A third inconsistency is that paedobaptists require faith of the parents of baptized children. In other words, a child can only be baptized if one parent has made a credible profession of faith. What is wrong with this? They baptize on different grounds than were required for circumcision. The circumcision of a child in the old covenant was never conditioned upon the faith of the parent. Rather, “He who is eight days old among you shall be circumcised. Every male throughout your generations, whether born in your house or bought with your money from any foreigner who is not of your offspring, both he who is born in your house and he who is bought with your money, shall surely be circumcised” (Gen 17:12-13). For any male, whether physically descended from Abraham or merely living among the Israelites, circumcision was required. No male was allowed not to be circumcised, regardless of whether or not he or his parents had faith. To baptize only those whose parents make a credible profession of faith is inconsistent with the strict continuity inherent in the paedobaptistic position.

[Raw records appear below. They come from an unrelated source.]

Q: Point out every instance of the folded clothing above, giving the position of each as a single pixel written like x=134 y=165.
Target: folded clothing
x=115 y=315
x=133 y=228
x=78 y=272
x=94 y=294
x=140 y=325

A fourth inconsistency is that paedobaptists do not allow their children to partake of the Lord’s Supper. Paedobaptists lean heavily upon the idea that baptism has replaced circumcision in the new covenant. But what is even clearer in the New Testament is that the Lord’s Supper has replaced the Passover as the covenant meal. Jesus instituted the Lord’s Supper while He was sharing the Passover with His disciples (Matt 26:17-30). Under the Old Covenant, all the members of the household were invited to partake of the covenant meal. Regarding this the Lord commanded, Tell all the congregation of Israel that on the tenth day of this month every man shall take a lamb according to their fathers' houses, a lamb for a household. And if the household is too small for a lamb, then he and his nearest neighbor shall take according to the number of persons; according to what each can eat you shall make your count for the lamb (Exo 12:3-4). And later He reiterated, All the congregation of Israel shall keep it (Exo 12:47).
To respond to this objection, paedobaptists appeal to 1 Cor 11:28-29: Let a person examine himself, then, and so eat of the bread and drink of the cup. For anyone who eats and drinks without discerning the body eats and drinks judgment on himself. They argue that these verses require that a person be able to engage in self-examination in order to partake of the Supper, which would preclude the participation of small children. However, they do not interpret baptism passages in the same manner. That is, when confronted with Scriptures that indicate the necessity of repentance and faith before baptism, they say such Scriptures only apply to adults. In other words, they use one principle to interpret passages on baptism and an opposite principle to interpret passages on the Lord’s Supper. There is a hopeless inconsistency there.
It is not my intention to beat up on my paedobaptist brothers and sisters. They are champions of the gospel and faithful servants of the Lord. But there is a lesson for us to learn here. None of us are immune to blind spots in our theology. One of the telltale signs that we have erred is that we will find inconsistencies and contradictions appearing in our theology and practices. When we do find them, we should return to Scripture, reevaluate our positions in light of it, and conform our beliefs and practices to God’s Word. No one does this perfectly, but by God’s grace may we strive for that ideal.